Industrial production in Germany, Europe's biggest economy, was up 3.2% in October compared with the previous month, according to official data released Monday. It was the second set of figures for October to beat economists' expectations.

The sixth consecutive monthly rise in production was fueled in part by a large increase in the important auto sector, the Economy Ministry said. It followed gains of 0.5% in August and 2.3% in September. Economists had expected a 1.6% gain.

On Friday, official data showed that factory orders rose 2.9% in October, nearly double what economists had predicted, as demand for investment goods such as factory machinery rose.

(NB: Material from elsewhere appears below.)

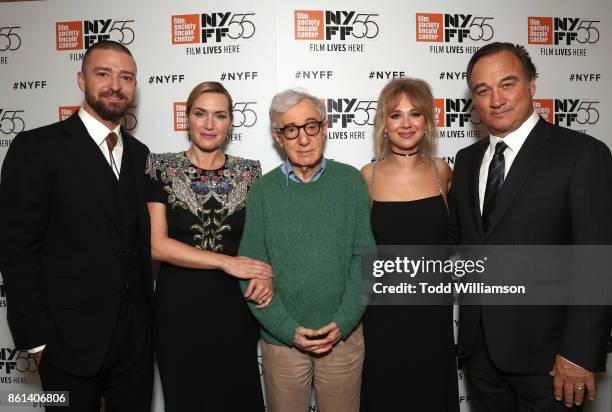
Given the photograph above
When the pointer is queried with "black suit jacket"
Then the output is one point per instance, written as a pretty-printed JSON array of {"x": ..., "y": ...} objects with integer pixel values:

The figures point at least to a promising start to the fourth quarter. However, sharp rises in coronavirus infections led to partial shutdowns in Germany and elsewhere in Europe in November.

In Germany, restaurants, bars, sports and leisure facilities have been closed since Nov. 2, while schools and nonessential shops have remained open. Those measures, which are milder than those taken in the first phase of the pandemic, are expected to remain in place until at least Jan. 10.

“Industrial production should be the bright spot of the economy in the fourth quarter but given the negative impact from the latest lockdown measures on sentiment, services and consumption, this positive industrial momentum should in our view not be enough to avoid a double dip for the German economy,” ING economist Carsten Brezski wrote in a research note.